Não é mais. Ainda há poetas, é claro. Não são uma seita secreta. Mexem com a vida dos que os leem. Adélia Prado conversa com Deus no miúdo da vida comum, a dela e as nossas. Poetas ganham até o Nobel de Literatura. Mas talvez já não aconteça de, quando passa a procissão que os leva ao túmulo (os poetas morrem; a poesia é que não), os homens espantados tirarem o chapéu. E haver tristeza na cidade.

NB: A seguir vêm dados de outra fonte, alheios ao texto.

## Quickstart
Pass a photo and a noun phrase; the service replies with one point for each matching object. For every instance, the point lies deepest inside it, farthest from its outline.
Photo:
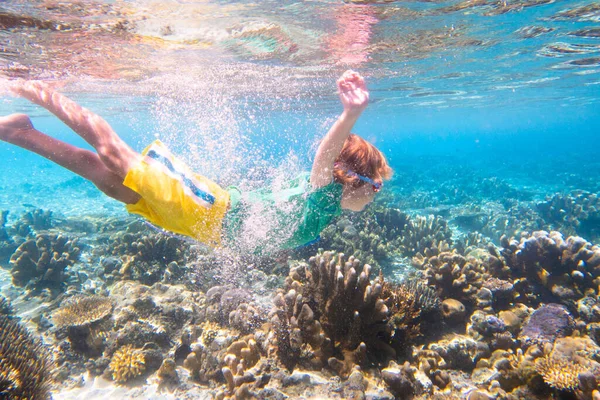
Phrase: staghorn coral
(514, 221)
(559, 373)
(372, 236)
(452, 274)
(411, 306)
(459, 351)
(41, 262)
(422, 233)
(82, 310)
(241, 367)
(25, 367)
(149, 258)
(127, 363)
(7, 244)
(330, 314)
(546, 268)
(576, 213)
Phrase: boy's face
(356, 199)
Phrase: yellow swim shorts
(175, 198)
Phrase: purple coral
(546, 324)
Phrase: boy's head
(361, 168)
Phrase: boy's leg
(112, 150)
(18, 130)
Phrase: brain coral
(546, 324)
(25, 368)
(127, 363)
(561, 374)
(82, 310)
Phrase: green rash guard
(268, 220)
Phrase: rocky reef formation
(41, 262)
(576, 213)
(146, 257)
(379, 234)
(25, 369)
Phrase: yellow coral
(25, 367)
(127, 363)
(82, 310)
(559, 373)
(210, 331)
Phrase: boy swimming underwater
(346, 174)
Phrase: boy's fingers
(360, 82)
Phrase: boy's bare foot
(13, 125)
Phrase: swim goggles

Há poetas e são bons. Devagar, devagar de demais vamos aprendendo que a poesia não é propriedade do Ocidente europeu e das suas transplantações pelo mundo. Chega da África, vem da Ásia junto com o sol quando se ergue molhado de mar. Também a poesia se globaliza, e esse talvez seja um antídoto frente a essa mundialização maior, que traz vantagens que fluem das grandes tecnologias novas, mas também faz encolher a linguagem. Não é bom que a linguagem de todos os dias fique pequena. Porque quando a poesia chega, com suas palavras extraordinárias, não cabe nos tradutores de sinais que alimentam a nossa comunicação. Ou ao contrário. Correm na internet monte de "poemas de Fernando Pessoa". São péssimos prolixos, derramados, com palavras demais e poesia de menos. Fraseado de almanaque. Poemas de araque. Como se "os produtores de conteúdo" quando se põem a falsificar poesia, só conseguem imaginá-la grande e desconjuntada, tão fora do bom parâmetro dos 140 caracteres. A poesia fica manca. Os petas ficam tristes. E não adianta desmentir, gritar contra a falsificação. Na rede não há ouvidos. Não para isso.

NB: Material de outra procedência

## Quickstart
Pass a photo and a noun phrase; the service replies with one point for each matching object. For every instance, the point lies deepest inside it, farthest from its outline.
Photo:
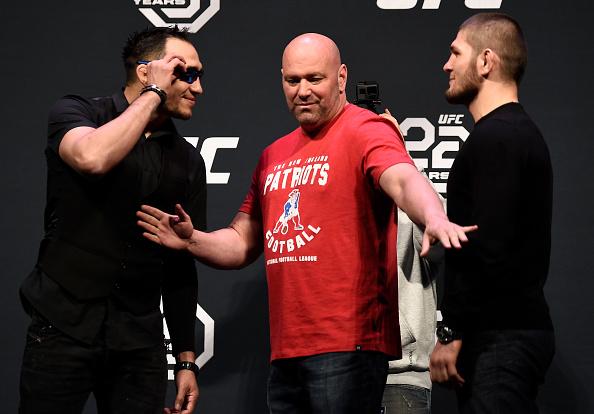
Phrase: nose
(447, 67)
(304, 90)
(196, 87)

Por que precisamos de poesia numa hora dessas? Porque é uma hora dessas. Estamos em transição e não sabemos exatamente para onde. Há coisas em perda, com certeza. E certamente há coisas em ganho. Não sabemos para onde pende a balança, porque perdemos a chave desse cálculo. "Trouxeste a chave?", perguntou Drummond. Não, não trouxemos. Perdemos a chave. Mas a porta ainda não se fechou. Estamos num mundo entre mundos. Nosso lugar agora é estarmos entre. Assusta e atrai. Traz as tentações de fuga para o deserto, por medo do futuro, e no mergulho do abismo, pela vertigem do presente. O mundo ficou vertiginoso - a poesia pode dar ritmo à vida. Reencantar o planeta. Florir os desertos, tirar os assustados do isolamento. Talvez poucos prestem atenção à passagem do anjo da poesia. Mas quem guardou os olhos luminosos da infância vai ver. E cantaremos à vida um canto novo. Pode ser bom.